With the opening of the 1980 Maryland General Assembly session, Prince George's and Montgomery County legislators are singing a familiar song -- one which might be aptly labeled "The Metro Blues". Its chief theme: Convincing the state to pay the bill for the suburban Maryland share of the Metro subway.
"This session is zero hour for us," commented Sen. Howard A. Denis (R-16). "Our backs are to the wall and our hands are out."
Like Denis, most Montgomery and Prince George's legislators said they consider Metro funding their number one priority in Annapolis.
Pressure on the legislature to act quickly has been increased by President Carter's approval of a $1.7 billion federal aid bill for Metro. To obtain the funds, the suburban counties must come up with a "stable and reliable" source for the state and local share of Metro funding. To most delegates, "stable and reliable" means state money.
In the past, the state has paid most of the Maryland share of Metro construction costs and the 20 to 25 percent of its operating costs. After federal and state aid funds were deducted, Montgomery and Prince George's paid for the rest out of property tax revenues. Under one recent state task force proposal, the two counties would pay 25 percent of the Maryland share of the operating costs, and would be empowered to impose up to a 1 percent local sales tax for that purpose.
Winning a favorable Metro package will depend heavily on the ability of Montgomery and Prince George's members to garner support from other Maryland legislators.
Last year, the two delegations failed in part because Baltimore, with its powerful bloc of votes, helped kill legislation that would have allowed the state to fund Metro with sales tax revenue.
That move by Baltimore, which has all construction and operating costs for its mass transit system paid for by the state, set off a bitter dispute in which Montgomery and Prince George's legislators lined up in one corner and the governor and rest of the state legislature lined up in another.
In the end, the legislature found no solution for transit financing but Gov. Harry Hughes and top legislative leaders appointed a task force to come up with ways to finanace the two Washington suburban counties' mass transit costs.
Under a plan proposed by a task force subcommittee, the state would provide funds for the construction and operation of Metro and the Baltimore mass transit systems and the maintenance and some construction of the state's deteriorating highway system.
The plan may draw opposition from Baltimore. The proposal calls for the state to pay 100 percent of construction costs, and 75 percent of operating costs. At present, Baltimore gets 100 percent funding for both.
"They've been getting a free ride and they're not going to give that up easily," commented one political observer.
The task force plan calls for raising both the gasoline tax and the motor vehicle registration fees to furnish revenue for the transportation program. A penny would be added to the state's nine-cents-a-gallon tax on the price of gas. Registration fees would rise by $10. In addition, Montgomery and Prince George's counties would be authorized to impose a one percent general sales tax for transportation purposes.
However, the revenue raising proposals have had a mixed reception in the county delegations.

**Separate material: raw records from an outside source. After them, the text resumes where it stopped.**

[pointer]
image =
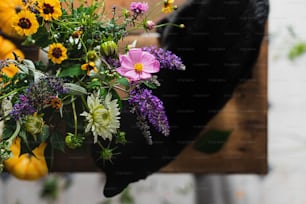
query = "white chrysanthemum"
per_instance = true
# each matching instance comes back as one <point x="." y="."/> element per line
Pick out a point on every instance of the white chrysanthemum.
<point x="103" y="116"/>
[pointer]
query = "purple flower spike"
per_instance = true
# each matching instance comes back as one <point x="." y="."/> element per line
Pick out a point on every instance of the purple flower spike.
<point x="148" y="106"/>
<point x="139" y="7"/>
<point x="166" y="58"/>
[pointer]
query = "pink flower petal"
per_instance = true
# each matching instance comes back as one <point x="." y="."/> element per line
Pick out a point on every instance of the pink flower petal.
<point x="151" y="67"/>
<point x="126" y="62"/>
<point x="132" y="75"/>
<point x="135" y="54"/>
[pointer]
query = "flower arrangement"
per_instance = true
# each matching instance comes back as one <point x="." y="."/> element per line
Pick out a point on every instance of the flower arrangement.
<point x="76" y="97"/>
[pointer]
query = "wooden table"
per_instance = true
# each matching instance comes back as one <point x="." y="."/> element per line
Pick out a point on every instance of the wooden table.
<point x="245" y="114"/>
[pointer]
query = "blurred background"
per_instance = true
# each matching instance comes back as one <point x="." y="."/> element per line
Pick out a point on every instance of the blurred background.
<point x="285" y="181"/>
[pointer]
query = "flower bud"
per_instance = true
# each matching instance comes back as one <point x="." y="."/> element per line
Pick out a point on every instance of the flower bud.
<point x="33" y="124"/>
<point x="109" y="48"/>
<point x="149" y="25"/>
<point x="92" y="55"/>
<point x="73" y="141"/>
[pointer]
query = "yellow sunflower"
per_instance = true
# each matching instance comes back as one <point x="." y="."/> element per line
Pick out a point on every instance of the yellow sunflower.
<point x="57" y="53"/>
<point x="168" y="6"/>
<point x="25" y="23"/>
<point x="50" y="9"/>
<point x="6" y="52"/>
<point x="90" y="66"/>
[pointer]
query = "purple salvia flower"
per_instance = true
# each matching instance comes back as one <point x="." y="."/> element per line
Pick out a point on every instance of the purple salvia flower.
<point x="57" y="85"/>
<point x="166" y="58"/>
<point x="22" y="108"/>
<point x="139" y="7"/>
<point x="148" y="106"/>
<point x="38" y="95"/>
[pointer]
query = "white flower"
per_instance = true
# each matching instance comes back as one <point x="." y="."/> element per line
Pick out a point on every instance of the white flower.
<point x="6" y="106"/>
<point x="103" y="116"/>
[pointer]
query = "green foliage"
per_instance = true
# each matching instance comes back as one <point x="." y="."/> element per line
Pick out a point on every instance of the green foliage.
<point x="73" y="70"/>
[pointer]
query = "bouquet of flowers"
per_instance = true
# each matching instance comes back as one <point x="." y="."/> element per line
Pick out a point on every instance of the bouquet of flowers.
<point x="75" y="97"/>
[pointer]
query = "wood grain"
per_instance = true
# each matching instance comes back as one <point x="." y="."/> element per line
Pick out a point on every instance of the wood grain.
<point x="245" y="114"/>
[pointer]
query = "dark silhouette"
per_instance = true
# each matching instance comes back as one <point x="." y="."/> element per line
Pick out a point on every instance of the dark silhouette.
<point x="219" y="46"/>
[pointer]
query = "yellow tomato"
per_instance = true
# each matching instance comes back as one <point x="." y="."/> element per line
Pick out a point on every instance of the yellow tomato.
<point x="27" y="166"/>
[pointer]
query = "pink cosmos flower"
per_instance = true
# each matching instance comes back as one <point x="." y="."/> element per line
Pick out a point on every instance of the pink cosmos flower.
<point x="138" y="7"/>
<point x="137" y="65"/>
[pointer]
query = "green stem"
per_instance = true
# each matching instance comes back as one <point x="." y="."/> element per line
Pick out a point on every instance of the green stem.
<point x="12" y="92"/>
<point x="74" y="116"/>
<point x="14" y="135"/>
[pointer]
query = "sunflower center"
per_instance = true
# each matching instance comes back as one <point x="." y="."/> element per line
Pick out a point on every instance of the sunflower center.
<point x="48" y="9"/>
<point x="24" y="23"/>
<point x="57" y="52"/>
<point x="138" y="67"/>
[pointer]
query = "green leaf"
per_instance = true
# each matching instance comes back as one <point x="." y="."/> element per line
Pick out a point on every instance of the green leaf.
<point x="7" y="132"/>
<point x="75" y="89"/>
<point x="212" y="141"/>
<point x="41" y="37"/>
<point x="72" y="71"/>
<point x="44" y="133"/>
<point x="57" y="141"/>
<point x="94" y="84"/>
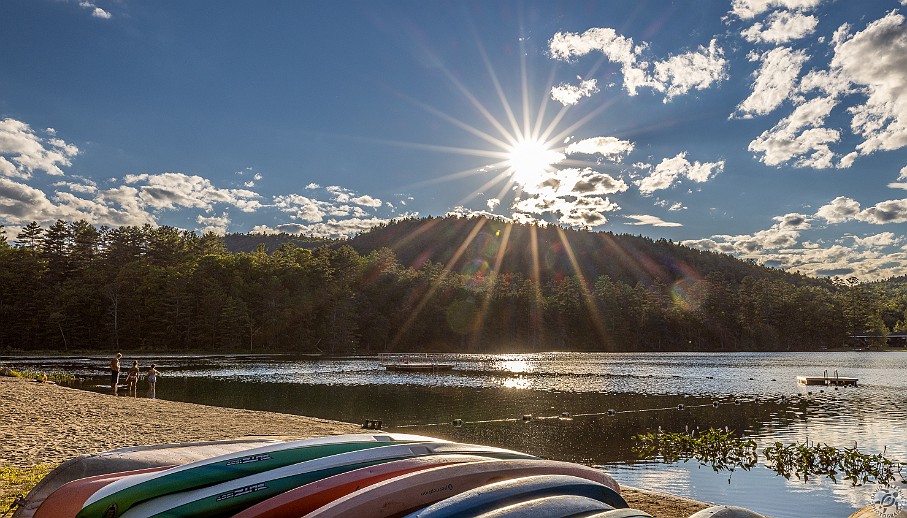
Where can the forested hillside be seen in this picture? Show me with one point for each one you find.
(452, 284)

"If we can pay for the transit system without raising taxes, we will," said state Del. Robert S. Redding (D-23), chairman of the Prince George's 24-member house delegation. "It's kind of difficult to argue for a gasoline tax increase when the state is wrestling with what looks like a big budget surplus." The state expects a $229 million surplus for the current budget year.
Del. David L. Scull (D-18), chairman of the 22-member Montgomery house delegation, was critical of the gas tax because it did not rise with inflation. dHe also noted, "People are not receptive to tax increases when the state has a big surplus."
Sen. Victor L. Crawford (D-20), who heads the Montgomery delegation on the Senate side said, "If we are going to sell the voters a gas tax to fund Metro, we should decrease the sales tax from five cents to four cents."